Click for full image.
Today’s cool image is intriguing because of what appears to not be there, rather than what is there. The photo to the right, cropped and reduced to post here, was taken on November 3, 2021 by the high resolution camera on Mars Reconnaissance Orbiter (MRO).
At first glance it appears to show a very dry, barren surface. At its base are many parallel grooves running from the southwest to the northeast. On top of these grooves are several more recent crater impacts, as well as several patches of higher bedrock that appears to have been hard enough to resist whatever erosion process caused the groves.
Yet, based on the overview map below, the location of this photo should not be dry and barren, but instead home to a near-surface ice sheet covering everything.
The red cross marks the location of today’s picture, practically in the center of Utopia Basin, Mars’ largest deep impact basin. The location is also at 37 degrees north latitude, in the mid-latitudes where scientists have found ample evidence of near-surface ice, either as glaciers inside craters or flowing down hollows and mesa walls, or as vast ice sheets that cause craters to warp and deform when formed.
At this location however there does not appear to be any evidence of near-surface ice.
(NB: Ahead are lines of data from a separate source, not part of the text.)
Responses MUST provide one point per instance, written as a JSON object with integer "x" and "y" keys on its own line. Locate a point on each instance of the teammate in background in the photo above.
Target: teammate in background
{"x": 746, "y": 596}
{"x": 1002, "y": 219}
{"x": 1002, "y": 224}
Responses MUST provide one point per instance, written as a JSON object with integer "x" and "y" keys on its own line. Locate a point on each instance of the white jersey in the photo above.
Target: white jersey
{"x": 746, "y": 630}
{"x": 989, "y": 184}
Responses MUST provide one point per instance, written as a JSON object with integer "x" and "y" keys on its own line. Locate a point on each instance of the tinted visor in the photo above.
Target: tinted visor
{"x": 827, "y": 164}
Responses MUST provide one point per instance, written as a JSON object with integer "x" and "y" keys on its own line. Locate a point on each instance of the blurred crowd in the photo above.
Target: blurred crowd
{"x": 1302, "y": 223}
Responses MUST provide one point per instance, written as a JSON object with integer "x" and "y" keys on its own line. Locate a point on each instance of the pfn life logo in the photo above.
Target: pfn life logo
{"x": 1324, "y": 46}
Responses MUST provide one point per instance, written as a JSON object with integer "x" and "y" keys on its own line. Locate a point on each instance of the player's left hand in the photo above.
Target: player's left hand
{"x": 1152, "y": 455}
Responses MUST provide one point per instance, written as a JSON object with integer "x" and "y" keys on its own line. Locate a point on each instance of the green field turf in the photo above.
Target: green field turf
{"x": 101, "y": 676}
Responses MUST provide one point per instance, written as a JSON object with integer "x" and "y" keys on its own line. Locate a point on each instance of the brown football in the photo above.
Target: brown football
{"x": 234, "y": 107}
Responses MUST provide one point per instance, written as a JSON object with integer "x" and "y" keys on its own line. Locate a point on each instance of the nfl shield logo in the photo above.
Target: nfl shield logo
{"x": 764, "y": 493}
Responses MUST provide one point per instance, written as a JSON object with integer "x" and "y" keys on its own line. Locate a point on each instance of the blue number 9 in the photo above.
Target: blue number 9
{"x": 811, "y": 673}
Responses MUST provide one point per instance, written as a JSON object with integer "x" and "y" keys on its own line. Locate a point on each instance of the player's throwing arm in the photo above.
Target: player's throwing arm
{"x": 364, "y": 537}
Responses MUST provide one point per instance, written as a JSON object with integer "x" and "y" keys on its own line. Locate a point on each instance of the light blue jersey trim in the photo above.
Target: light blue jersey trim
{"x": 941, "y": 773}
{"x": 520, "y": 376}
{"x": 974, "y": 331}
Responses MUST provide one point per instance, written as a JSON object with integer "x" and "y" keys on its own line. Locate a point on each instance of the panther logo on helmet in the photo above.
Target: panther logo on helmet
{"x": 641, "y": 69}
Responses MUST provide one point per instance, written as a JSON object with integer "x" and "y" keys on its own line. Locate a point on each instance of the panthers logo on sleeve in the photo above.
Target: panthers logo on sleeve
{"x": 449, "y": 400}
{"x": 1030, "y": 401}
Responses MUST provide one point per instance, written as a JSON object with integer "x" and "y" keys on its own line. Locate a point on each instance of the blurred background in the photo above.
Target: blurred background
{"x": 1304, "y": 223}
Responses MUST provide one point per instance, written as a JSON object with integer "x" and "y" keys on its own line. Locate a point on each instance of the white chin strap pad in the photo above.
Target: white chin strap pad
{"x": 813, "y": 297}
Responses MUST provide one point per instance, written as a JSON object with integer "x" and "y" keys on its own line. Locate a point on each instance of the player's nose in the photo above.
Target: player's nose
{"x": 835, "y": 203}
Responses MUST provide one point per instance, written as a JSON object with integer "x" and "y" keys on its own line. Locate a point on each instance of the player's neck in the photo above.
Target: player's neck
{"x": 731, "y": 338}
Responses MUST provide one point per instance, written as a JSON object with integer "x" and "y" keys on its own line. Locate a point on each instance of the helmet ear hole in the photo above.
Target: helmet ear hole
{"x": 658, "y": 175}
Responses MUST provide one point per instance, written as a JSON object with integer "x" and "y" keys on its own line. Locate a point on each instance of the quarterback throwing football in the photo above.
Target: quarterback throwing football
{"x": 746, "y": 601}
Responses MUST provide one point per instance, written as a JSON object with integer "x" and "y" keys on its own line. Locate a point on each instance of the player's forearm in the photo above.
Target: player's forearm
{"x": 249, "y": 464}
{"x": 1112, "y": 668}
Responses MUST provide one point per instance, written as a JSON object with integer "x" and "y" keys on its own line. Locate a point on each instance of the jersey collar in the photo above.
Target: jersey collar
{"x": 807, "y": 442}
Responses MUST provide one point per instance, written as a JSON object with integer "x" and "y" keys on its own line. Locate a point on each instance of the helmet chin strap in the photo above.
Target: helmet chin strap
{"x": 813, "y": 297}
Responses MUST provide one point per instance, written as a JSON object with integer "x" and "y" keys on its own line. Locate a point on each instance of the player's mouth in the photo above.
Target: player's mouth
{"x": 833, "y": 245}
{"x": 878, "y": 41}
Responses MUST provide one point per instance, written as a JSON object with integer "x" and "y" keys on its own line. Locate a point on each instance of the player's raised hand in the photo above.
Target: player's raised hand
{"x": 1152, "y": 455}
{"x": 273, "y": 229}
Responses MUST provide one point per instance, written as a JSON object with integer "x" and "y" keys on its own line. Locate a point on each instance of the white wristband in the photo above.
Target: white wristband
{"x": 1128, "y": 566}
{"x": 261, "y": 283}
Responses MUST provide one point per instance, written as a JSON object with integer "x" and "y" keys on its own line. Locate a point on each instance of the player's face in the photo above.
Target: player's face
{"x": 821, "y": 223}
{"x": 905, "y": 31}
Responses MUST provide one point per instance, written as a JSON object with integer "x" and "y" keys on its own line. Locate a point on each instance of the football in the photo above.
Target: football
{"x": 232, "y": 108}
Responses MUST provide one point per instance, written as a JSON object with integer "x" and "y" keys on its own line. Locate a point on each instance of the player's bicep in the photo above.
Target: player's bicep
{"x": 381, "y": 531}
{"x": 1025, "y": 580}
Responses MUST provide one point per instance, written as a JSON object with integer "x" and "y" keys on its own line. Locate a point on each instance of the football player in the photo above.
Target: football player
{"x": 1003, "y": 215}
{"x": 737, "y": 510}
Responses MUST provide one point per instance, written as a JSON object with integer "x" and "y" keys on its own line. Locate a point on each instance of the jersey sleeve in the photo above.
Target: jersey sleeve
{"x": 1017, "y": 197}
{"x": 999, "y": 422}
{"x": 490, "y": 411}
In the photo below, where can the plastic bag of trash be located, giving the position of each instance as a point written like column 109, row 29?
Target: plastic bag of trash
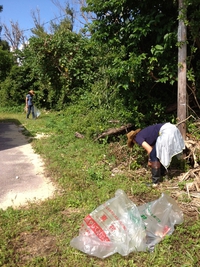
column 119, row 226
column 159, row 217
column 115, row 226
column 36, row 112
Instead, the parallel striations suggest that once a glacier flowed here, with the grooves suggesting the direction of flow as its base scratched the bedrock on which it sat, and which now is exposed and completely visible. The patches are places more resistant to that glacial ice flow, and was thus not eroded as the ice moved over it.
Yet, why is this spot so dry, compared to so much of the mid-latitudes where evidence of ice is so frequently found? Maybe past images gave a wrong impression. Maybe they were evidence of confirmation bias on my part, where because scientists are interested in the ice in the mid-latitudes their MRO images tended to favor locations where that ice is found, and thus gave me the incorrect impression that ice covered most of the mid-latitudes. Instead, maybe there is a lot of barren spots in the mid-latitudes, like this one.
Or maybe this barren spot is the exception that proves the rule. Or maybe it isn’t as barren as it appears at first glance, and there is buried ice here, though not obvious.
Your guess is as good as mine. Because at this moment much of what we are doing is guessing, based on the limited information available.